Tomasz Rachwał added a comment - 23/Dec/08 11:50 AM
We`ve got some interesting results. After analyzing our import algorithm, we discover that during import we do several steps in order:

1. Check if target table exists
2. If not create table
3. Check if columns have right types
4. Alter columns (always !!)
5. Insert records

This process is repeating itself after, lets say 30 minutes. We discovered that altering table and changing type to different type didn't result as sql error and indexes to that column become corrupted in that process. Although 99% of our alter tables queries is not changing types (1 % is increasing of decimal or varchar length when we upgrading our software), our algorithm still is altering every column every time. Do you think that this altering can corrupt indexes ? Anyway, we will do some more tests and let you know if this altering without type change can cause our problem.
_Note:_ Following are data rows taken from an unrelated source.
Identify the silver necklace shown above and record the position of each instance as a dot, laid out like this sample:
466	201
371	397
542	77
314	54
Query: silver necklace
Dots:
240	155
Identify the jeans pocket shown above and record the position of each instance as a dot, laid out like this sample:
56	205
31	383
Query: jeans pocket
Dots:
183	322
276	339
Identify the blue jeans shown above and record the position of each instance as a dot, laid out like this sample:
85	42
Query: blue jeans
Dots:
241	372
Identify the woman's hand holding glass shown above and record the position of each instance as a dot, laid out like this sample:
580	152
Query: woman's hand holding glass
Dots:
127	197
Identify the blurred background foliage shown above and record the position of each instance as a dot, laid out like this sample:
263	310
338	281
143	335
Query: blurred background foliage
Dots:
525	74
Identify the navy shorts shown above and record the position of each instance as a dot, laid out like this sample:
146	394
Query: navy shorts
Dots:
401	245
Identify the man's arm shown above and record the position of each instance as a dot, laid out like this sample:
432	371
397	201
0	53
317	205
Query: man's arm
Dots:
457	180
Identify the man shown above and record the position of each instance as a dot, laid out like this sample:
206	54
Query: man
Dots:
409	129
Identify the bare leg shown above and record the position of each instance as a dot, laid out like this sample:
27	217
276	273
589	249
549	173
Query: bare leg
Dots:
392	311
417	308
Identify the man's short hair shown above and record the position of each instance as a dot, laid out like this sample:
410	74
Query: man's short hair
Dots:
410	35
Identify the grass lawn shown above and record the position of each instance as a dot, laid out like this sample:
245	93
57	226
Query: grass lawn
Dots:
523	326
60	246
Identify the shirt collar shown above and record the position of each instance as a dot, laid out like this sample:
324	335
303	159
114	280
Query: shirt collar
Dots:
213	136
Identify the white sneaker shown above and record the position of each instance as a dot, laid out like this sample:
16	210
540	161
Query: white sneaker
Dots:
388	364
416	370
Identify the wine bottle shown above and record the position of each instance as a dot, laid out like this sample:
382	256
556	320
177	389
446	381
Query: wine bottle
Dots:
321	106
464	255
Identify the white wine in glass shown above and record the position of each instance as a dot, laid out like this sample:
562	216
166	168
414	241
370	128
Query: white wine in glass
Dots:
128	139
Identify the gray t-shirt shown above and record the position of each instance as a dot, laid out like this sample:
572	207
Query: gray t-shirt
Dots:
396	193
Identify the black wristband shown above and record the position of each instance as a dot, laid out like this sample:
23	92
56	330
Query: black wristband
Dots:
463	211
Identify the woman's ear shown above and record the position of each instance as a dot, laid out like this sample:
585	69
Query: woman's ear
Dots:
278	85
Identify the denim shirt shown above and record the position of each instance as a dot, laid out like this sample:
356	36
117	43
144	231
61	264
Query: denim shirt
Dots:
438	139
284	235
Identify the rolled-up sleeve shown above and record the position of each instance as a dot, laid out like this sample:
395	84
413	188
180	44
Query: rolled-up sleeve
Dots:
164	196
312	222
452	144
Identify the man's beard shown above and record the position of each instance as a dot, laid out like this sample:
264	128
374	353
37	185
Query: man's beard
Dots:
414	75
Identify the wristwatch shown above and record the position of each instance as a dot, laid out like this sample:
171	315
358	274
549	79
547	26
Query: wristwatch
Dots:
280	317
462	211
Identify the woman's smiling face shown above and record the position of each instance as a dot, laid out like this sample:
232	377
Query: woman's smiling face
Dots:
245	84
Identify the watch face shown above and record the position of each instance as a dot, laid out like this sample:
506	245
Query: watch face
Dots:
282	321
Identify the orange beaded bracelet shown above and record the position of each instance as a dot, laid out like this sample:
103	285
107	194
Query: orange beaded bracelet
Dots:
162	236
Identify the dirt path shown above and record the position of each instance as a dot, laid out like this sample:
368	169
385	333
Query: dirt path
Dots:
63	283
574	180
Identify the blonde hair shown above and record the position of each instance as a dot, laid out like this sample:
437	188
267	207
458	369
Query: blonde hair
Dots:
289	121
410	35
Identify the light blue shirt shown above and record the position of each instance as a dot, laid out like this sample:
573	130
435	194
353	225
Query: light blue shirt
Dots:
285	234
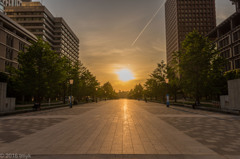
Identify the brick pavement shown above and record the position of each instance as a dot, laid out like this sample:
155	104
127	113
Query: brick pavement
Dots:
123	128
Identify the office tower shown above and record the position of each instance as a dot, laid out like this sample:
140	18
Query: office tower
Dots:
37	19
11	2
14	38
182	17
226	36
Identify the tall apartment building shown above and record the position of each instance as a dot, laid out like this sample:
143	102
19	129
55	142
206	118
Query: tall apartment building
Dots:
227	38
11	2
1	7
13	38
182	17
37	19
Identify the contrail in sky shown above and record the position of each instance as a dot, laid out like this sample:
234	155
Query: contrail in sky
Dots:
149	22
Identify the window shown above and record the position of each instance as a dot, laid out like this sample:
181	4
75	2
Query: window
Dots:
228	66
224	42
237	63
236	36
226	54
9	40
9	53
237	50
21	46
7	65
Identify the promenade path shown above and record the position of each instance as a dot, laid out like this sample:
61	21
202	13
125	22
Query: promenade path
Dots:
121	129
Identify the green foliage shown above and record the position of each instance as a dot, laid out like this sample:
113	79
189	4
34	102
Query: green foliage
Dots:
41	71
107	91
233	74
199	65
156	85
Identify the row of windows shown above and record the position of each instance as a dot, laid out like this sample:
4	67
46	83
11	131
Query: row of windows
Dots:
197	15
226	54
196	10
236	36
224	42
228	65
9	53
197	19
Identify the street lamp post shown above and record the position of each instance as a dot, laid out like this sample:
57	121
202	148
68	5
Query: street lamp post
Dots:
71	83
96	94
167	96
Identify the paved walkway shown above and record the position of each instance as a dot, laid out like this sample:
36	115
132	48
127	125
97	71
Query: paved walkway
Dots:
119	129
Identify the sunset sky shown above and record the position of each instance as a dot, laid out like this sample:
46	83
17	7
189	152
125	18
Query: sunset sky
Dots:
107	29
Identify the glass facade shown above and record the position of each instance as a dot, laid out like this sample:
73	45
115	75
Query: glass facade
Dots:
1	7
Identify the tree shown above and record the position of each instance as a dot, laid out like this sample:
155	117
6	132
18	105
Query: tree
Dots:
197	59
137	92
41	71
156	85
108	91
174	82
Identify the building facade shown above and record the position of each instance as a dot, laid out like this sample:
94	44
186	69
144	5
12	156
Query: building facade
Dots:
182	17
227	38
1	7
13	38
37	19
11	2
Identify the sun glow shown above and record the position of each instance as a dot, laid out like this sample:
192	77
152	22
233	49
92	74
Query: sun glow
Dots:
125	75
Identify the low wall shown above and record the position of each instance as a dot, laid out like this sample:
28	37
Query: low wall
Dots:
6	104
234	94
232	101
224	102
3	90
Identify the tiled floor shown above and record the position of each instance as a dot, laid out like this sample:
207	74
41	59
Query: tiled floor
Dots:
121	128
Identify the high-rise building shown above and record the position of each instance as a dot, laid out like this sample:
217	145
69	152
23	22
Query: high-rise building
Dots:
182	17
14	38
37	19
11	2
226	36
Tomasz Rachwał added a comment - 30/Dec/08 08:49 AM
And how is going with our problem here ?

We are almost sure that this altering is corrupting indexes. When we removed altering sql from our program, database seems OK.
For example: If the column is defined as varchar(25), this command

alter table TEST_TABLE alter column COL1 type varchar(25);
commit;

can cause this effect. But interesting thing is that this can happened, but don't have to. Maybe there is some hazard with simultaneous access to records, but we are not sure.

Vlad Khorsun added a comment - 30/Dec/08 09:28 AM
As i said before - i need reproducible test case.
Is your last example is enough to reproduce the issue ?

alter table TEST_TABLE alter column COL1 type varchar(25);

Tomasz Rachwał added a comment - 31/Dec/08 04:39 AM
Nope, unfortunately this is not enough. We are still trying to simulate import behavior in simple app for you and isolate cause. This issue is not reproducible at 100 % times in that simple app now.

Tomasz Rachwał added a comment - 31/Dec/08 08:50 AM
Sample application to reproduce error.

Tomasz Rachwał added a comment - 31/Dec/08 08:56 AM
We uploaded our test application. This app crashes every time after importing about 8000 records. Import procedure is as follows:

1. After inserting 200 records app is executing ALTER sql.
2. After inserting 2000 records app is checking db (using stored procedure)

Vlad Khorsun added a comment - 31/Dec/08 12:09 PM
Reproduced and fixed in my local source tree.
I postpone to commit fix until next year (and more fresh brain than now) ;)
Happy New Year !

Tomasz Rachwał added a comment - 31/Dec/08 03:16 PM
It is very good news. Thx for all your work.

Happy New Year !

Vlad Khorsun added a comment - 02/Jan/09 06:45 AM
The bug in BTR\compress_root() is inherited from IB6 codebase.